In this article called “Neustart für Neos” @christianm states that Flow was primarily developed for the purpose of beeing the foundation for Neos, and explicitly not as an independent Framework for developing PHP-Applications.
This is really bothering me since then I have to admit. Me and my partner @saR are currently in the progress of developing a trimmed open-source alternative for tools like mailchimp and campaign monitor. And since Flow always has been advertised as an extremely flexible, secure and easy-to-use Framework for developing scalable enterprise-grade applications, that article really made us think, if we chose the “wrong” tool for what we have in mind.
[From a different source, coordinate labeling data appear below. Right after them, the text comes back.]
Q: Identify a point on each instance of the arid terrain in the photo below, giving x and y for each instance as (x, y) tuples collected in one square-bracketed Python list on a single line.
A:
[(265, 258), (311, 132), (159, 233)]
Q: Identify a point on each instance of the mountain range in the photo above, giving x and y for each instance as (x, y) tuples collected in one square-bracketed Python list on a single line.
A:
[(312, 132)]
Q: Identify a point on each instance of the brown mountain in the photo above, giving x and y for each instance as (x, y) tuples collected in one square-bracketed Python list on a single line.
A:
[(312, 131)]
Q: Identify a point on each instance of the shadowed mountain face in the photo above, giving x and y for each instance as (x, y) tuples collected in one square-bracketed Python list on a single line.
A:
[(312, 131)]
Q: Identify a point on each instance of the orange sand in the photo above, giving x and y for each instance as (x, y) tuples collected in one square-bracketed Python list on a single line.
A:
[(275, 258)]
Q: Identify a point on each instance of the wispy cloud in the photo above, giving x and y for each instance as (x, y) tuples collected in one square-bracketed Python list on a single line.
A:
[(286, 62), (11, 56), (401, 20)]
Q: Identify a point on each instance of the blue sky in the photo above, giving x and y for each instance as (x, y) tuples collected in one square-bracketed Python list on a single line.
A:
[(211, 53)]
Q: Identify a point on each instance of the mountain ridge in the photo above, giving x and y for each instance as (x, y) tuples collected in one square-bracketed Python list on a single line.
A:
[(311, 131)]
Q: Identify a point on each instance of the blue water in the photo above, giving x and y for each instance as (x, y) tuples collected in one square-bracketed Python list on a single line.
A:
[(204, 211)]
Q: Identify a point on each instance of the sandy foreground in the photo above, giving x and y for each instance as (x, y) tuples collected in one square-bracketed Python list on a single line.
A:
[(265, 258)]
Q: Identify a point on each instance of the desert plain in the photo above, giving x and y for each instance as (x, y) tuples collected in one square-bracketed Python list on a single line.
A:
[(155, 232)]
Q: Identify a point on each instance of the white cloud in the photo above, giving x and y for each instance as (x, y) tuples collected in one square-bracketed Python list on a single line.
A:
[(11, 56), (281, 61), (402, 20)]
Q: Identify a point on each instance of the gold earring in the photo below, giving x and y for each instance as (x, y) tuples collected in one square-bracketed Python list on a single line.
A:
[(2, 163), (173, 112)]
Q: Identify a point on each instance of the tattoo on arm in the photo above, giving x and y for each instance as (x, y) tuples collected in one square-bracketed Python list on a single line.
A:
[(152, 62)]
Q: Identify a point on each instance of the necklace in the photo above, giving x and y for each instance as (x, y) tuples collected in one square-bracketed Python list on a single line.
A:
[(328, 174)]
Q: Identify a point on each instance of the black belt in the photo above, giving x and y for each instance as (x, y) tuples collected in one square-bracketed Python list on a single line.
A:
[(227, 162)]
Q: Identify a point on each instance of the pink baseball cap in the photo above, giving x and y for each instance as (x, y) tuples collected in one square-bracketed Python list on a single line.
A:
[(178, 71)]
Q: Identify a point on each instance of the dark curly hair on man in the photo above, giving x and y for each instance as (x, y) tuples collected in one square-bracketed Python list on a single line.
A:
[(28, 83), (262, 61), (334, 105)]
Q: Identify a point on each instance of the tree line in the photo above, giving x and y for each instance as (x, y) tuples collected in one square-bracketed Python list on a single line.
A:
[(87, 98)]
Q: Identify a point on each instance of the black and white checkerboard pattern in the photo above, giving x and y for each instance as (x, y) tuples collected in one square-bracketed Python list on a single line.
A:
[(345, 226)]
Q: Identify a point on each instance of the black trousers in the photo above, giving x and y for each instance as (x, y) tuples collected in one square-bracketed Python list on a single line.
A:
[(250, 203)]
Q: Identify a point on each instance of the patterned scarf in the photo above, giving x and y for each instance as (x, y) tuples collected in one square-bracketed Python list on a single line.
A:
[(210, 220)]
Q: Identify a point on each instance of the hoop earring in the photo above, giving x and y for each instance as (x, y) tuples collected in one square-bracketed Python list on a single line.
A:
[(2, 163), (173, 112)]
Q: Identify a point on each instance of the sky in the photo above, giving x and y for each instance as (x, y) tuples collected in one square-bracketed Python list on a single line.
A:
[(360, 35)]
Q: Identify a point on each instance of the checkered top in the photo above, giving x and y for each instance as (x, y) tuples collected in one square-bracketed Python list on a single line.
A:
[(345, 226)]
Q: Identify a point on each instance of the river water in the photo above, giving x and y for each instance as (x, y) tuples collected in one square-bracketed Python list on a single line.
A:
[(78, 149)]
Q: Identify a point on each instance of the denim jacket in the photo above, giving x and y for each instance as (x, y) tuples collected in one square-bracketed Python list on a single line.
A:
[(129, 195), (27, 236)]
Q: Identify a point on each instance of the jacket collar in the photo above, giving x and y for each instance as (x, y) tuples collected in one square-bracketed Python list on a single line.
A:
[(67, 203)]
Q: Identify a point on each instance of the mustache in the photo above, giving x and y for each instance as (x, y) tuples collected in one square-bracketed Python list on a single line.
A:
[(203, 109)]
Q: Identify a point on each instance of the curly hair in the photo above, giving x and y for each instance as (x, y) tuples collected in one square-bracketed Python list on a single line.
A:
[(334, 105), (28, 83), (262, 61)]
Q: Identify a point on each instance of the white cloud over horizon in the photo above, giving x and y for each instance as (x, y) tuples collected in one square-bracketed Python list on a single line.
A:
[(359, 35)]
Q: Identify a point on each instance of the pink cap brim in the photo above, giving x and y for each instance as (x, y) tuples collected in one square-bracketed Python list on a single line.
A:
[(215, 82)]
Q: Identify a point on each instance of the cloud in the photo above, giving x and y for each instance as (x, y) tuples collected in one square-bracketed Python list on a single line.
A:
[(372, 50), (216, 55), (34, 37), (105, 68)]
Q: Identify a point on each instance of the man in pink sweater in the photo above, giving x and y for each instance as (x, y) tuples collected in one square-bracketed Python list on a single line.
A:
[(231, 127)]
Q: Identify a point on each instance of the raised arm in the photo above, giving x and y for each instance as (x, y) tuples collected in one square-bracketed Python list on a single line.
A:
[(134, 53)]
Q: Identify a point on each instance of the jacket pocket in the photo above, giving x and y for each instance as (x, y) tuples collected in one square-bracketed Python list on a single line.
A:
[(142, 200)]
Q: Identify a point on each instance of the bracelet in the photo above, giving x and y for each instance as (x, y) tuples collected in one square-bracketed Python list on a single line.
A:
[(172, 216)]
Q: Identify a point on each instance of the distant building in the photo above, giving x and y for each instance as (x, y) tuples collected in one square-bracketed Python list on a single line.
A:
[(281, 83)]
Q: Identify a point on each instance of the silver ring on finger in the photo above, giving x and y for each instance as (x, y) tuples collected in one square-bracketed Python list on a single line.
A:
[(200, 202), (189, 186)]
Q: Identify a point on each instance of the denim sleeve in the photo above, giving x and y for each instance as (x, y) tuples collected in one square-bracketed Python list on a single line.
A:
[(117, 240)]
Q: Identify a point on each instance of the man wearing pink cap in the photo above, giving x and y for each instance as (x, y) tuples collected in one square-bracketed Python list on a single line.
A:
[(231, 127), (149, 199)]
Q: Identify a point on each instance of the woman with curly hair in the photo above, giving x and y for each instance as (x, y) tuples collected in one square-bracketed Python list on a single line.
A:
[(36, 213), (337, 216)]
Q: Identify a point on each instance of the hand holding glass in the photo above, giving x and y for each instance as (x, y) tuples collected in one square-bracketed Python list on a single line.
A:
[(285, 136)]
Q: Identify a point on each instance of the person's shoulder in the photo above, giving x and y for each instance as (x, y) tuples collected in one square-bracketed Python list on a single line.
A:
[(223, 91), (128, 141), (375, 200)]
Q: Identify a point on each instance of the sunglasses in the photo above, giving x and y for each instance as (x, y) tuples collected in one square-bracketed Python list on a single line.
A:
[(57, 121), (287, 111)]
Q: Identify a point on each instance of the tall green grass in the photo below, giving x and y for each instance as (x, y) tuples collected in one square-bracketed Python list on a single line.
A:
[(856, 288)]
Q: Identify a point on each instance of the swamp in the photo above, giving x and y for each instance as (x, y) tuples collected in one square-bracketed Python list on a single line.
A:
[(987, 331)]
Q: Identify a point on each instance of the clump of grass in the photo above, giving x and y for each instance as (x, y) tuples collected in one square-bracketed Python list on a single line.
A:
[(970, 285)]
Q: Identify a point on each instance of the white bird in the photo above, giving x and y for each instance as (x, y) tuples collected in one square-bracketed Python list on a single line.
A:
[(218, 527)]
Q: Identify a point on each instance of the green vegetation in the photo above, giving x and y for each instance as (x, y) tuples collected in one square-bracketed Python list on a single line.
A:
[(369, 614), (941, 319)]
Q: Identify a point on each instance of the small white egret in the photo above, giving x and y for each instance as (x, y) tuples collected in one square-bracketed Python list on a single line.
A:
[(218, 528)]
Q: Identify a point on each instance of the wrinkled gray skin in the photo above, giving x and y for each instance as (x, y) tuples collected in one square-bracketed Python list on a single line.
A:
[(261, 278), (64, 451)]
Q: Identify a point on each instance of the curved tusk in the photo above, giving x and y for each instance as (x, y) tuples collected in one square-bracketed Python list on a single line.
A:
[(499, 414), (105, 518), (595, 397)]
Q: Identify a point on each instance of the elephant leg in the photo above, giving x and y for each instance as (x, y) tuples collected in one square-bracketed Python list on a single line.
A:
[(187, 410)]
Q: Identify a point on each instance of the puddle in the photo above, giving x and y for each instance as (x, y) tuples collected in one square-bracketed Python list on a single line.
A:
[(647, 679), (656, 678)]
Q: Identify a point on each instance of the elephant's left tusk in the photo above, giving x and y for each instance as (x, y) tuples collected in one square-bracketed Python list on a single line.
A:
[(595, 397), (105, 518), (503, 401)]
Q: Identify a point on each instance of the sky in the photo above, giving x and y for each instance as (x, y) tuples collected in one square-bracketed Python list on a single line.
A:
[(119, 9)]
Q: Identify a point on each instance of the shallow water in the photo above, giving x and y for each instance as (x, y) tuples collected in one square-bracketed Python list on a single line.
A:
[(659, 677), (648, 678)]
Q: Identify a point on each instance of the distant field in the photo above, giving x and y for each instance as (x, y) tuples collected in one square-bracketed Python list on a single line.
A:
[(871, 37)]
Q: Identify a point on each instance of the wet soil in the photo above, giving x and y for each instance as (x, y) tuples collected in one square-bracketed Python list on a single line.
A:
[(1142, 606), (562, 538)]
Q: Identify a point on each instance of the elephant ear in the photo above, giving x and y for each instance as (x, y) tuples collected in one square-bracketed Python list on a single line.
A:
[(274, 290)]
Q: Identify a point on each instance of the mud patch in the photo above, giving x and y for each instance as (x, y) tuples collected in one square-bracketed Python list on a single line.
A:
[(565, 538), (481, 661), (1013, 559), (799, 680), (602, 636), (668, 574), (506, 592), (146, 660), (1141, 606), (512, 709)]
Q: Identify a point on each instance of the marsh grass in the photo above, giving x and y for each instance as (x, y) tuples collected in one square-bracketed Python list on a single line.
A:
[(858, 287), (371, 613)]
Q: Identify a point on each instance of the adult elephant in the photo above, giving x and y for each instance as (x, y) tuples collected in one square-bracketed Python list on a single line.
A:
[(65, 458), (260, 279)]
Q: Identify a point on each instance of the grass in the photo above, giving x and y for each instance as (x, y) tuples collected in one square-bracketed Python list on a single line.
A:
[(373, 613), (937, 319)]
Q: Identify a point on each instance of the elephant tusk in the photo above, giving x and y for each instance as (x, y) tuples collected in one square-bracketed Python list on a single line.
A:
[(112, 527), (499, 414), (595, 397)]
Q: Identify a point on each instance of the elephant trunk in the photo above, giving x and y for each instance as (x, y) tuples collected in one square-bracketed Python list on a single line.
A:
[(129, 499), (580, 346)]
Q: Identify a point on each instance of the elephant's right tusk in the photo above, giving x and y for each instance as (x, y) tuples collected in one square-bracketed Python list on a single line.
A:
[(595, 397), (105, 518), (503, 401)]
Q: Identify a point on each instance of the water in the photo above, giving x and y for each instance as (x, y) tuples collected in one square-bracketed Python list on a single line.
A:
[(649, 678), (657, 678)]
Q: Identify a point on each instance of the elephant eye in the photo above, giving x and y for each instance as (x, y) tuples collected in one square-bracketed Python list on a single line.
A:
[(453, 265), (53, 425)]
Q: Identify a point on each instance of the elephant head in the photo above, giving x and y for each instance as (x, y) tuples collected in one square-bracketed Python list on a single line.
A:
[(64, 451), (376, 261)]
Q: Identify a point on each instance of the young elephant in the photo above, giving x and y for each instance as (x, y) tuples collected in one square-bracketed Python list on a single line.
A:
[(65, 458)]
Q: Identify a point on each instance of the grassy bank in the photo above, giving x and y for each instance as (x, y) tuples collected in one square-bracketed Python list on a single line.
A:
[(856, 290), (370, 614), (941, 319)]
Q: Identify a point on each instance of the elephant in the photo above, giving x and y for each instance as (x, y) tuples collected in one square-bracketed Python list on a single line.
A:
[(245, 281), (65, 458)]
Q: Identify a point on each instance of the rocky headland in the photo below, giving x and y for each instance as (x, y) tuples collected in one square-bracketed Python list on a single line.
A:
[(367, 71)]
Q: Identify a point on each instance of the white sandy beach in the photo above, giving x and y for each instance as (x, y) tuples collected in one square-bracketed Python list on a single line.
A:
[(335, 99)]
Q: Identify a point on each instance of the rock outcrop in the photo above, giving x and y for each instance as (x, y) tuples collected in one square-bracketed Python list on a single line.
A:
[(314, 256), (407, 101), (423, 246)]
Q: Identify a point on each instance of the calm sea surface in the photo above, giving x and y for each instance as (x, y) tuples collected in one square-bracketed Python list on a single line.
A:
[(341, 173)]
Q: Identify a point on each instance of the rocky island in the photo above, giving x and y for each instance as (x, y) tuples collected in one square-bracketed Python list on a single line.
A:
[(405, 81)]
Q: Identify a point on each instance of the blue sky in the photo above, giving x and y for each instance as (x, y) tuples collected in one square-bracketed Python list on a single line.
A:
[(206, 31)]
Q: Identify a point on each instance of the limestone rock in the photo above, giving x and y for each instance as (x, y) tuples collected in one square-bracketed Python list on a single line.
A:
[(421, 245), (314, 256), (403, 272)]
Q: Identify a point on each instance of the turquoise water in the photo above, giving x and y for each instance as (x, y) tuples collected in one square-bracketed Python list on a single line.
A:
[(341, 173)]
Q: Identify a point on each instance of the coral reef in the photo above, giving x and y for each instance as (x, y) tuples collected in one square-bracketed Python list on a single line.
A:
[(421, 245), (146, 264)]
Of Course, going with (the) flow seemed pretty reasonable, because a lot of paradigms we read about where default features of the Flow Framework and no one can take away the knowledge we gained about DDD, MVC and AOP.
Nevertheless, what I really want to know is:
Should we stick with flow or switch to something like Yii or Laravel?
Since we do have an MVC-based Application here, it wouldn’t be a big problem to switch the framework, since we can move the Domain-Model, Controller, Services and Views in a pretty “straight-forward” way.
If we stick with Flow, should we consider another Framework for our next Projects?
As I learned yesterday it really is a blast working with Flow and Neos Backend-Modules, but I’m pretty sure in a lot of scenarios we might not combine our Flow applications with a Neos site.
And if this tight integration is what the future for Flow brings, we really would like to know that for sure!